RICHARD
Richard la regardait. Toute en féminité, elle attirait
les regards masculins. Si autrefois, se promener au bras d’une jolie fleur le
flattait, il éprouvait une certaine gêne de paraître le vilain petit canard
auprès de cette délicate personne.
--Vous avez un
petit ami?
La question la surprit mais pas autant que lui d’avoir
osé la poser.
Avec un sourire adorable, sans un mot, elle ferma les
yeux et hocha la tête de droite à gauche.
--Vous n’avez
personne?
--Non! J’attends le
prince charmant, tout simplement! Répondit Marie
avec une pointe de malice.
--C’est très
étonnant. Les hommes sont aveugles ou
imbéciles.
--Qui sait, je suis
peut-être trop difficile.
--Être difficile,
ce n’est pas un défaut……. Je me suis rangé depuis si longtemps que je ne sais plus comment les jeunes réagissent
devant l’amour…………….
-- C’est toujours
la même rengaine. Hier comme aujourd’hui, l’amour est volatile. Si on n’y prend
pas garde, il s’en va sans qu’on s’en
rende compte. Alors, avec l’expérience, je préfère prendre mon temps.
-- Le temps passe
si vite, petite Marie!
Chaque fois qu’il se retrouvait seul, il ne pouvait détacher son esprit du regard azuré de Marie.
Il savait la blessure qui l’avait marquée si gravement. La force de l’amour qu’elle portait à son père
lui semblait comparable à la pureté de celui qu’il vouait à sa mère. A la
première confession, il avait compris son mal, blessure si profonde et si
difficile à cicatriser. En taisant ses
propres tourments, il avait écouté sa
peine. Mais il savait bien que la douleur est égoïste. Elle ne se partage pas.
Ne se quantifie pas. Même pour celui qui sait regarder. Comment évaluer une
douleur? Il se souvenait des mères musulmanes qui s’arrachent le visage devant
la mort. Il se remémorait les mamans pieds
noirs dans leurs vêtements endeuillés. Ressentaient-elles la même douleur?
Bien sûr que oui!
L’image de Marie lui revenait tel un boomerang quand il
tentait de la chasser de son esprit.
Il est vrai que les raisons de s’épancher sur des moments
de grâce n’étaient pas légion. Mais chaque fois, la sagesse l’emportait. A quoi
bon rêver! Sa voie était toute tracée.
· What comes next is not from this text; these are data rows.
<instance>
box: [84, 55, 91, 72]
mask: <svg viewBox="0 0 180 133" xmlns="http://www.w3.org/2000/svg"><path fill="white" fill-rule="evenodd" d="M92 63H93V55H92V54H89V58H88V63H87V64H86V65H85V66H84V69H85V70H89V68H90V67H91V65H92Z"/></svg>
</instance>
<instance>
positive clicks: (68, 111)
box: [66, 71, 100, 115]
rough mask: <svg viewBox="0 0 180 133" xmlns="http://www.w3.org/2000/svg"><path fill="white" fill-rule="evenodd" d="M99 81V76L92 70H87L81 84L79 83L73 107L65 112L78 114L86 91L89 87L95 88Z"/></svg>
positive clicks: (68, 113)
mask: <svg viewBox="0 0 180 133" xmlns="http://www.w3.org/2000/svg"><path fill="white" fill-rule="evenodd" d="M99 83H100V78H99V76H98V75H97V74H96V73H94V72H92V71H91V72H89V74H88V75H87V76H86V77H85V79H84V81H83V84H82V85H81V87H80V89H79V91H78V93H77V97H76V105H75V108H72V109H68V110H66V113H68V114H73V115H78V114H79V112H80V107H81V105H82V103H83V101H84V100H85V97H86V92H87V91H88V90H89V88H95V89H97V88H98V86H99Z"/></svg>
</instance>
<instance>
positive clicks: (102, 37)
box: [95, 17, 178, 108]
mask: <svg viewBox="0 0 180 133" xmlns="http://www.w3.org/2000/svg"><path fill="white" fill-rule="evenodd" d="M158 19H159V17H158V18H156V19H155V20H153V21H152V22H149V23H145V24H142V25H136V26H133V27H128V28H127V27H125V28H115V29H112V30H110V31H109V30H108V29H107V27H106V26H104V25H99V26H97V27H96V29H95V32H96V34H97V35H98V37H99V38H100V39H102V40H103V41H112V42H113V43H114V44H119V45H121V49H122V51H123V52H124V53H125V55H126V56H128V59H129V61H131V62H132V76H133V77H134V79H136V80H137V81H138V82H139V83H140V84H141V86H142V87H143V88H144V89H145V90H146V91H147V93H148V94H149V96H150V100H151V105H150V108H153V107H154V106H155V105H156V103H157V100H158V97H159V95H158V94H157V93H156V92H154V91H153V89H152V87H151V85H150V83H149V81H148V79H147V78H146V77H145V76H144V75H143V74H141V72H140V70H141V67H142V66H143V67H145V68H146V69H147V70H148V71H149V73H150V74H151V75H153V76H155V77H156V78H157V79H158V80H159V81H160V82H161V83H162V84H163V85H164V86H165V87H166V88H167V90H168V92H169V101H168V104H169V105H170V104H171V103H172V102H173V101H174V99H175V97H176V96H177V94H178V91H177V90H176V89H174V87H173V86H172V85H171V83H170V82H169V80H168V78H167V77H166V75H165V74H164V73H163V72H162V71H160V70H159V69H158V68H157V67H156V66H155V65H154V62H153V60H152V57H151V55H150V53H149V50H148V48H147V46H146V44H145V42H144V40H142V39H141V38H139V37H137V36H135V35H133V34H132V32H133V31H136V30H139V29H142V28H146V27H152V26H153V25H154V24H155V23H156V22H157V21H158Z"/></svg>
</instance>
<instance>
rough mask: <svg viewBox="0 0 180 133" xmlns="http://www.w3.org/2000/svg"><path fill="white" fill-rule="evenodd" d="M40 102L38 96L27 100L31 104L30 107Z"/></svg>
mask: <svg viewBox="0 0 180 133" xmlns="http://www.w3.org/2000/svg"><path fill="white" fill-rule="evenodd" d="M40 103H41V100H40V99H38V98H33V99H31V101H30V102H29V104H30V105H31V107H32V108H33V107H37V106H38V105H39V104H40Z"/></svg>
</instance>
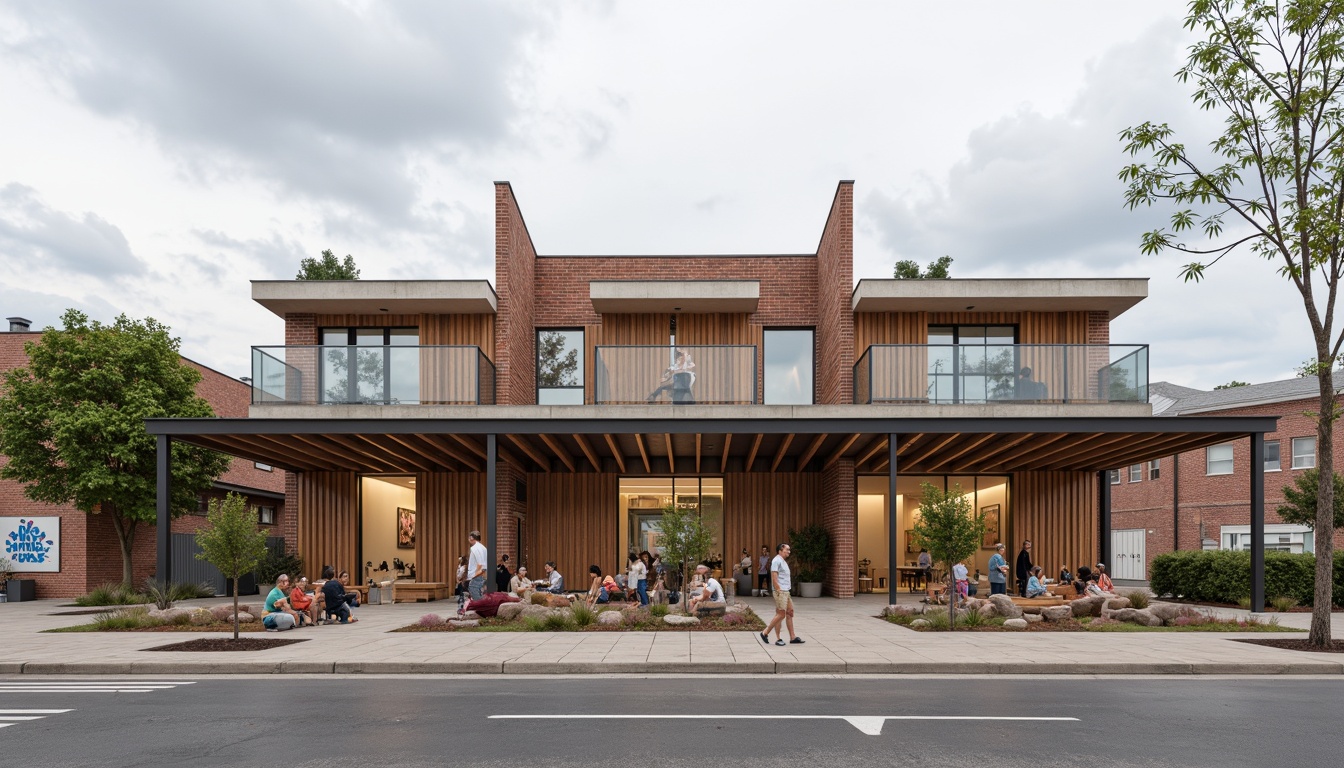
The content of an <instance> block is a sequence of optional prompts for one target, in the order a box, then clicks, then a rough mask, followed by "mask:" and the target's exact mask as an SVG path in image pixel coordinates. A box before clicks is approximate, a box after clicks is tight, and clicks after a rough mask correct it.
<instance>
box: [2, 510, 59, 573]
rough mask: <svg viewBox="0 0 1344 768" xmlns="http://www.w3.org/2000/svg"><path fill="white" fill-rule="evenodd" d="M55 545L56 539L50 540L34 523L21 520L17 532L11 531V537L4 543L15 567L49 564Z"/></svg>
mask: <svg viewBox="0 0 1344 768" xmlns="http://www.w3.org/2000/svg"><path fill="white" fill-rule="evenodd" d="M55 543H56V542H55V539H52V538H50V537H48V535H47V534H46V531H43V530H42V529H39V527H38V526H36V525H35V523H34V522H32V521H24V519H20V521H19V527H17V530H13V531H9V537H8V538H7V541H5V542H4V551H5V555H7V557H8V558H9V560H11V561H13V564H15V565H24V564H28V565H38V564H43V562H47V558H48V557H50V555H51V547H52V546H55Z"/></svg>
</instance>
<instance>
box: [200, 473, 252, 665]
mask: <svg viewBox="0 0 1344 768" xmlns="http://www.w3.org/2000/svg"><path fill="white" fill-rule="evenodd" d="M206 519H207V521H208V523H210V525H208V527H206V529H203V530H200V531H198V533H196V543H198V545H199V546H200V553H199V554H196V560H204V561H206V562H208V564H211V565H214V566H215V568H218V569H219V572H220V573H223V574H224V577H227V578H231V580H233V582H234V640H237V639H238V580H239V578H242V577H243V574H245V573H251V570H253V569H254V568H257V565H258V564H261V561H262V558H265V557H266V531H262V530H257V512H255V511H254V510H253V508H251V507H250V506H249V504H247V499H245V498H243V496H239V495H238V494H228V496H226V498H224V500H223V502H220V500H219V499H211V500H210V511H208V512H207V514H206Z"/></svg>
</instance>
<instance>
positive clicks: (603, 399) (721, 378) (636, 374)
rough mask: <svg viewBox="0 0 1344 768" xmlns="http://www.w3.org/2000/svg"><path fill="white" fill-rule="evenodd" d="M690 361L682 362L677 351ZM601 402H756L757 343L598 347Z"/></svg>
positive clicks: (756, 383)
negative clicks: (677, 355) (674, 346)
mask: <svg viewBox="0 0 1344 768" xmlns="http://www.w3.org/2000/svg"><path fill="white" fill-rule="evenodd" d="M679 350H680V351H685V354H687V355H688V359H689V363H681V364H680V366H679V363H677V351H679ZM595 355H597V356H595V359H594V366H593V369H594V375H595V381H594V387H593V402H594V404H597V405H648V404H671V405H692V404H695V405H755V404H757V348H755V347H754V346H751V344H732V346H680V347H669V346H665V344H660V346H648V347H637V346H613V347H597V350H595Z"/></svg>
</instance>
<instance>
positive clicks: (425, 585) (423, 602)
mask: <svg viewBox="0 0 1344 768" xmlns="http://www.w3.org/2000/svg"><path fill="white" fill-rule="evenodd" d="M450 593H452V590H449V588H448V585H446V584H444V582H442V581H398V582H395V584H392V601H394V603H427V601H430V600H445V599H446V597H448V596H449V594H450Z"/></svg>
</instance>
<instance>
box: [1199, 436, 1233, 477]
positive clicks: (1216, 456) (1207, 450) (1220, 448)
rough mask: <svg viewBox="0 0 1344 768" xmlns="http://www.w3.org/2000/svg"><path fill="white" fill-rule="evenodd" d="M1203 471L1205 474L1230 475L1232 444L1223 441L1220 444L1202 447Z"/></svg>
mask: <svg viewBox="0 0 1344 768" xmlns="http://www.w3.org/2000/svg"><path fill="white" fill-rule="evenodd" d="M1204 473H1206V475H1231V473H1232V444H1231V443H1223V444H1222V445H1210V447H1208V448H1206V449H1204Z"/></svg>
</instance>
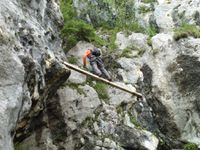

Enfermé dans sa solitude, il devait
faire face. C’était cela ou le néant. Vivre au jour le jour. Ne pas se poser de
questions. Prendre la vie comme elle vient. L’insouciance pour seule complice.
Le dialogue avec lui-même pour se persuader que là était son salut. Mais
comment admettre l’inaction? Comment se résoudre à la léthargie de l’esprit? Le
combat que menait Richard était inégal
tant sa volonté de s’en sortir se heurtait à son handicap.
Avec qui partager ses heures, ses angoisses et sa
solitude? Avec qui rire et pleurer, aimer à en mourir? Impossible de ne plus
éprouver de sentiments, impossible de vivre comme un zombi, sans attache ni
espoir d’une vie meilleure!
Il lui semblait
bien illusoire de rester
spectateur de sa vie sans se
rebeller contre l'injustice, sans agir pour rendre ses journées supportables.
N'existait-il pas un ange qui saurait le
regarder avec les yeux de l'amour? Questions restées sans réponse mais qui le
torturaient bien souvent.
Lorsque ses pensées se parfumaient d'amertume, il savait
que les murs de sa prison restaient son
seul refuge. Alors, il rentrait chez
lui, allumait l'étrange lucarne de la solitude et attendait que revienne la
nuit. La lune annonçait l'heure de
fermer la porte au vent mauvais du monde
extérieur et seul, au milieu du
souvenir, il oubliait le temps présent pour un flash-back complice. Personne ne
remarquait, alors, qu’il était un handicapé. Il était enfin l’égal des hommes.